Growing up in the Northeast, a cold day wasn’t complete without a slice of my Mother’s apple pie. As the snow piles up in the Rockies, and the wind whips through the mountains, she graciously shared the recipe with me that was handed down from her great grandmother. I know apple pie tends to be more of a Fall desert, but I thank the Lord every time I take a bite that apple pie is good for all seasons as well as the soul.
Crust: This dough makes enough for 1 double crust pie (apple) or 2 single crust pies (lemon meringue, pumpkin, etc) or 1 double and 1 single.
3 cups flour
1 cup shortening/lard
1 cup cold water
Measure flour into a large bowl, add salt. Cut shortening into flour mixture…either using a pastry blender or 2 knives.

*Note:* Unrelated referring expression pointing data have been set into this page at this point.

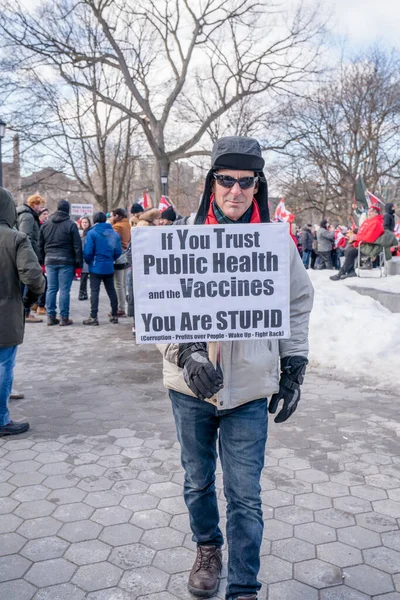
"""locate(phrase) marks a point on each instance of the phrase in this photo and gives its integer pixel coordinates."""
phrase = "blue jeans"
(306, 258)
(59, 277)
(7, 364)
(241, 445)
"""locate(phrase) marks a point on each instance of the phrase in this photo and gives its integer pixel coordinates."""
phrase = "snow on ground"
(353, 334)
(372, 280)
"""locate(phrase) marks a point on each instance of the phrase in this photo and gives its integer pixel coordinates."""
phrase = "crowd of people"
(95, 253)
(340, 247)
(248, 379)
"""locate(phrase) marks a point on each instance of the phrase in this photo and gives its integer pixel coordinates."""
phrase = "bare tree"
(184, 64)
(78, 134)
(347, 126)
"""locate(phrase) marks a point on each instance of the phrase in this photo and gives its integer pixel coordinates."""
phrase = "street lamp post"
(2, 133)
(164, 183)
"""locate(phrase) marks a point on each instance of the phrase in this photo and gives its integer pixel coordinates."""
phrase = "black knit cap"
(64, 206)
(169, 214)
(241, 154)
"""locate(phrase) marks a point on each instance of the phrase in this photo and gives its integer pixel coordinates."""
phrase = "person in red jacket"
(368, 232)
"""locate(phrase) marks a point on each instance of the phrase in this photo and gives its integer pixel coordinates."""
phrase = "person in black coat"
(60, 249)
(306, 241)
(388, 219)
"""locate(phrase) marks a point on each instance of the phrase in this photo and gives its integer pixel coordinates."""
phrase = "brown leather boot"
(205, 575)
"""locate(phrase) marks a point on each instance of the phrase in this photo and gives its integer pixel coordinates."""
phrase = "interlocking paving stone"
(150, 519)
(368, 492)
(30, 493)
(144, 580)
(119, 535)
(342, 592)
(76, 511)
(132, 555)
(85, 553)
(18, 589)
(44, 548)
(13, 567)
(391, 540)
(376, 522)
(50, 572)
(79, 531)
(174, 560)
(40, 527)
(293, 550)
(368, 580)
(317, 573)
(10, 543)
(335, 469)
(359, 537)
(315, 533)
(9, 523)
(97, 576)
(34, 509)
(109, 594)
(382, 558)
(162, 538)
(64, 591)
(111, 515)
(334, 517)
(339, 554)
(273, 569)
(291, 590)
(66, 496)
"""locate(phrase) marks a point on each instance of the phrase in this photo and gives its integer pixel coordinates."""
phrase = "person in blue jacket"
(102, 248)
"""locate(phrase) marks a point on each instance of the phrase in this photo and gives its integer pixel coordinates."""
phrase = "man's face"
(234, 201)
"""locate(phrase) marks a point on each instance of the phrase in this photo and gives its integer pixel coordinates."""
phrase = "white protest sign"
(211, 282)
(82, 210)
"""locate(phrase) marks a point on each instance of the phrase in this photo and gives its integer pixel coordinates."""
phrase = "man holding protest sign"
(244, 375)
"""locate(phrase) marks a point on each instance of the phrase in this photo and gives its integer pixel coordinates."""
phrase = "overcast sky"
(367, 21)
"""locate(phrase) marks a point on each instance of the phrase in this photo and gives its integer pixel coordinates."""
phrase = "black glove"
(293, 369)
(199, 374)
(29, 298)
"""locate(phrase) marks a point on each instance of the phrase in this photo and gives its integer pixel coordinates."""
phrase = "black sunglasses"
(228, 181)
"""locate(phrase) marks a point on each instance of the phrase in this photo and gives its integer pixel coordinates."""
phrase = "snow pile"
(385, 284)
(354, 334)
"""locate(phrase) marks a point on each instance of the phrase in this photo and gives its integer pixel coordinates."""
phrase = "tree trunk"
(161, 167)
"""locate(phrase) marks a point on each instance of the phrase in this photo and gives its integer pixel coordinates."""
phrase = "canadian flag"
(164, 203)
(373, 201)
(282, 214)
(146, 201)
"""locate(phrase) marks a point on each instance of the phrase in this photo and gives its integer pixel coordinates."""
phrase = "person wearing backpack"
(120, 224)
(102, 248)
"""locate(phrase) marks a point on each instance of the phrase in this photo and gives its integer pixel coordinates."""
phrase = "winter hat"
(239, 153)
(63, 206)
(168, 214)
(100, 217)
(236, 152)
(149, 216)
(136, 207)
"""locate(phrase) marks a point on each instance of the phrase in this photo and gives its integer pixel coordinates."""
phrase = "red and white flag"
(282, 214)
(146, 201)
(164, 203)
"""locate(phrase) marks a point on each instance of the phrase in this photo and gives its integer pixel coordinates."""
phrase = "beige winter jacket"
(251, 368)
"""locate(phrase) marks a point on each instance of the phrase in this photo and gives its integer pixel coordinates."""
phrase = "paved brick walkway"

When the mixture looks like crumbs, add the water and mix well.
Turn onto a floured counter, the dough will be sticky….roll it around in the flour. Cut dough in 1/3, with a flour coated rolling pin roll dough in the shape of a circle….lay in the bottom of a pie plate. Trim the edges of the dough to about a ¼ inch. You will need this excess to “seal” the top crust.
Slice and peel enough apples for a well-rounded pie, in Maine I tend to use Cortland, because it is a hard, tart apple grown in the Northeast. But you can use any variety or varieties that grow in your location. Mix them up, use a few varieties, makes a tasty pie!
Once the pie plate is full, rounded or even however you like your pie, sprinkle the following ingredients over the sliced apples:
¾ cup sugar
½ teaspoon nutmeg
½ teaspoon cinnamon
Dot the filling with the tablespoon of butter.
Roll out 1/3 of the pie dough into a circle, lay it over the apple slice mixture. Trim the excess dough. Gently fold the dough edges together, top edge over bottom edge…either press with a fork, or use your fingers and pinch the edges together.
With a sharp knife, make 3, 3inch cuts in the top crust, this allows for steam to escape during the cooking time.
Bake at 350 degrees for 45 minutes or until brown.